Campaign-Organizational Image Congruence: In the Download Day example, the event, the promoted goal (setting a world record) and the method of dissemination of the information of the event (through social media) were in line with Mozilla’s overall image as a non-corporate, decentralized and innovative organization that relies on volunteers and users for its promotion as well as software development. Similarly, the “Top This TV Challenge” campaign of Heinz® fits the “fun” brand image of Heinz® Ketchup. Inciting Virality and Buzz: This is the key for creating a pull rather than inducing a push in an organization’s marketing campaign. An attractive event (in this case a world record setting event) or a message is a crucial component in developing an organic viral marketing process. The ability to create buzz through the event will also increase the chances that the viral marketing campaign will supplement other marketing communication goals: such as, providing material for other promotional efforts or getting coverage in traditional media— the latter being especially important for Firefox given that Mozilla does not have a centrally controlled advertising budget to spend on conventional media.
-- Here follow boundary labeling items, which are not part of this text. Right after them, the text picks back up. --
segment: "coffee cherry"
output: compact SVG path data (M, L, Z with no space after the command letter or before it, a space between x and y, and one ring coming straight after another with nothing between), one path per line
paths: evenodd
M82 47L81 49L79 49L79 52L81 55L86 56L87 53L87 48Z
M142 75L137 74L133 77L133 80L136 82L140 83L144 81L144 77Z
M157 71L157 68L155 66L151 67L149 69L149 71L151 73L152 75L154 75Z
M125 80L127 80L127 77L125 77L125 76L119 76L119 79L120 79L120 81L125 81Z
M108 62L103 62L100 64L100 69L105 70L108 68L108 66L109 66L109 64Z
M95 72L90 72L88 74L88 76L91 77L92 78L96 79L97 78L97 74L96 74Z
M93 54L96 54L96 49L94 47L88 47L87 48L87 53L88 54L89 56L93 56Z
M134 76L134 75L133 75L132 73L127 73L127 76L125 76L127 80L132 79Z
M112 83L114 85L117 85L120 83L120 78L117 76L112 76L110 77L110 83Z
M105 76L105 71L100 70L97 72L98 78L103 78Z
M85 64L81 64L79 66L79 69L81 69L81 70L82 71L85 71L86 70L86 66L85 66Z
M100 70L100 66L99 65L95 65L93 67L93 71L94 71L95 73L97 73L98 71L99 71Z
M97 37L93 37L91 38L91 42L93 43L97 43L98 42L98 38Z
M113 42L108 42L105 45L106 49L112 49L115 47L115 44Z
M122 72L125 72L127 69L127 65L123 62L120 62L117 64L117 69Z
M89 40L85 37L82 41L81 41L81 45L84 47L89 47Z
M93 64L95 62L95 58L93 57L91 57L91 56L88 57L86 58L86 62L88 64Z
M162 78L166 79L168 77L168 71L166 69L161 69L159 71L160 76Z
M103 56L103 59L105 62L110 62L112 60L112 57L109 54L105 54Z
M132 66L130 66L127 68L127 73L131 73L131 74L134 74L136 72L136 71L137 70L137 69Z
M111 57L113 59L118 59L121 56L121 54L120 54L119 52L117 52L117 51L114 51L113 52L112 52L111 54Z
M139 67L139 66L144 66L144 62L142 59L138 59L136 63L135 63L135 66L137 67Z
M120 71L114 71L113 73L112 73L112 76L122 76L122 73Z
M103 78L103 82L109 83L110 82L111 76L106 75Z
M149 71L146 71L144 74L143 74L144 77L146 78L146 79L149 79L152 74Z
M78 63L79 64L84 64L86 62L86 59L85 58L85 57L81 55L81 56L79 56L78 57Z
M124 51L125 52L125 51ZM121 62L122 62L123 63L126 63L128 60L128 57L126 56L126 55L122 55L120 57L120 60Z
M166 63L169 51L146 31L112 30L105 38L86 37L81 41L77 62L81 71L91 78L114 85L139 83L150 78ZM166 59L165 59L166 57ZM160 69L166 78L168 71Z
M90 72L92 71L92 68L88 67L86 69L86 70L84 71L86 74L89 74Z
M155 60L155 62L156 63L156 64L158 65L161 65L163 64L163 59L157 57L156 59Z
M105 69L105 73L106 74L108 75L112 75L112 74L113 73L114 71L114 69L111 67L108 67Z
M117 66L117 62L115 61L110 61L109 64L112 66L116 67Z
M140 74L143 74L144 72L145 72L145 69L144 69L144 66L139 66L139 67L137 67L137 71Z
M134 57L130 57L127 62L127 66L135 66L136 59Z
For example,

Social Media Marketing

3.

4.

the overwhelming interest in the Top This TV Challenge (with 5.2 million views) also helped create publicity for the company in the mainstream media and prompted Heinz® to repeat the challenge in 2008. Getting Consumers to be Personally Invested: Mozilla’s Download Day emphasized not only the possibility of a world record but that the consumers would be an integral part of this unique success. In this case, the prospects of being a part of a possible Guinness World Record-setting activity may have increased the chances that consumers identify with (and are invested in) not only the product or the brand but also the success of the campaign. Perhaps, for the contestants in the Heinz® Top This TV Challenge, the personal investment was even higher because their own success (in terms of getting enough votes to win the contest) partly depended on the popular votes they would get from other consumers. Creating Levels of Viral Involvement: In terms of options available for viral marketing, social media not only expand the available options but also create the possibility of multiple levels of viral involvement. For example, in the Heinz® Top This TV Challenge, the level of viral activity of a contestant that promotes his/her video will naturally be higher than a regular YouTube user who happens to come across a challenger’s video that is worth sharing with friends. The Mozilla’s Download Day event, on the other hand, systematically utilized the social media (and other venues) to create tiers of consumer involvement. For example, an enthusiastic Firefox user could go as far as organizing a download festival whereas a regular user of Facebook or MySpace could invite friends to pledge for the download on the Mozilla’s Download Day homepage.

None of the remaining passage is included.